Following reports this week of Chase sending refunds to cardholders, two federal agencies have ordered Chase to refund $309 million to 2.1 million credit card holders for unfair billing practices related to add-on products it sold them. The bank also received an $80 million fine.
The Office of the Comptroller of the Currency and the Consumer Financial Protection Bureau said Thursday that the bank offered consumers identity-theft protection services that would monitor their credit and alert them to potentially fraudulent activity for a monthly fee.
However, the bank did not provide the full benefits of the service, charged customers upfront before providing the service and charged customers who didn't provide authorization, according to the CFPB. In some cases, consumers paid interest charges and fees when the service fee automatically re-upped on their credit card and exceeded their limits, the CFPB said.
Chase said in a statement that it had credited or refunded all customers who were affected. The bank stopped enrollment in these products in the middle of last year and won't offer them anymore by the end of the year. It called the billing practices "regrettable."

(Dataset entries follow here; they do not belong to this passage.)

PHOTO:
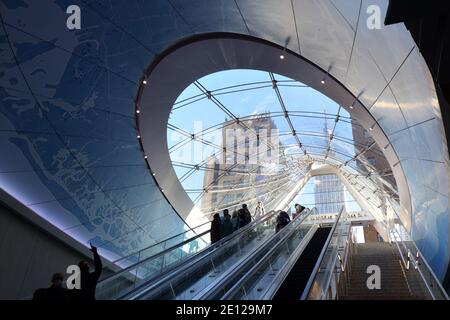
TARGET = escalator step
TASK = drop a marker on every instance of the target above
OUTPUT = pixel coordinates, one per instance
(294, 284)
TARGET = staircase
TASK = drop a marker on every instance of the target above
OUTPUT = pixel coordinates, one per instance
(394, 284)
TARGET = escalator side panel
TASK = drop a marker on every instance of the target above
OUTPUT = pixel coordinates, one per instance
(294, 284)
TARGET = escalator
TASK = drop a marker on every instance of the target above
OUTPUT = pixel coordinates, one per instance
(150, 271)
(295, 283)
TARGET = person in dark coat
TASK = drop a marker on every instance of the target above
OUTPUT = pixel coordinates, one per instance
(88, 280)
(298, 210)
(282, 220)
(245, 216)
(215, 228)
(235, 220)
(227, 226)
(55, 292)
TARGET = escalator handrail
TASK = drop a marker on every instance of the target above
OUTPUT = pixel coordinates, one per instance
(160, 242)
(209, 247)
(264, 259)
(321, 256)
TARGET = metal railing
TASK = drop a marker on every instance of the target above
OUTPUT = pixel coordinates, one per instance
(275, 252)
(189, 280)
(413, 259)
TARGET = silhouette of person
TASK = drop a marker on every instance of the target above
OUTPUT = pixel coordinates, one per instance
(215, 228)
(282, 220)
(88, 280)
(55, 292)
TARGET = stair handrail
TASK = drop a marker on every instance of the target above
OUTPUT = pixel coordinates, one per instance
(416, 265)
(161, 253)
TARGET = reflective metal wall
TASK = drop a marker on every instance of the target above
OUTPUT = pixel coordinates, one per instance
(67, 104)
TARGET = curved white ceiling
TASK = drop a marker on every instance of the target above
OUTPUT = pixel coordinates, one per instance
(89, 78)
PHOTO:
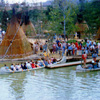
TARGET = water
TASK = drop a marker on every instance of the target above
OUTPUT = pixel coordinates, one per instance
(50, 84)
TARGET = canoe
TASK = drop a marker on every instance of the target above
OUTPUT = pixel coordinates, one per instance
(8, 71)
(80, 69)
(62, 61)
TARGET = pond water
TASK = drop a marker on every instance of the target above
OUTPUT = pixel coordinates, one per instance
(50, 84)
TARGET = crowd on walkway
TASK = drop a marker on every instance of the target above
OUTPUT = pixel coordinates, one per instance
(63, 47)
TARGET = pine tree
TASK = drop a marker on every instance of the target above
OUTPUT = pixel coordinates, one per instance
(4, 20)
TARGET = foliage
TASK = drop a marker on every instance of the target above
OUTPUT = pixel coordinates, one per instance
(62, 15)
(92, 15)
(4, 20)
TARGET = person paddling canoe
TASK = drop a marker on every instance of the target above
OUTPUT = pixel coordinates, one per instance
(84, 57)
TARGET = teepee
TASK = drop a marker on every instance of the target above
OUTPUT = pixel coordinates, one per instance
(29, 29)
(20, 47)
(82, 27)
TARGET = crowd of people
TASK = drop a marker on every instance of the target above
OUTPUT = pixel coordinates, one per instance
(63, 47)
(31, 64)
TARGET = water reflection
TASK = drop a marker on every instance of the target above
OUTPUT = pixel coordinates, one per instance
(51, 84)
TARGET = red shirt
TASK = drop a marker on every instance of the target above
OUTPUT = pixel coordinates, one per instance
(33, 65)
(84, 56)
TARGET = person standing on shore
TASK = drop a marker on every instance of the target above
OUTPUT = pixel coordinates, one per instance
(84, 57)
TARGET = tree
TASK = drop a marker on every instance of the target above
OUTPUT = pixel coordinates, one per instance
(4, 20)
(91, 14)
(62, 15)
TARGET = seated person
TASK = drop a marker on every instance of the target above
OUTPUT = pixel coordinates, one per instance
(16, 66)
(22, 66)
(12, 67)
(54, 60)
(95, 64)
(28, 65)
(46, 62)
(41, 63)
(32, 65)
(6, 67)
(25, 67)
(37, 64)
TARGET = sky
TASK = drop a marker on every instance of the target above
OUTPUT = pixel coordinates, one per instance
(20, 1)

Chase is the third credit card issuer to land in hot water with the CFPB and OCC over its credit card add-on products. Last year, Capital One and Discover both had to refund and pay fines totaling hundreds of millions of dollars due to the marketing of their add-on products.
"The CFPB's fine amounts continue to be staggering," says John Ulzheimer, credit expert for Credit Sesame. "(And their) actions continue to send a clear message to companies that sell enhancement services that they better do right by the consumer or they may be asked to give back any revenues received, and then some."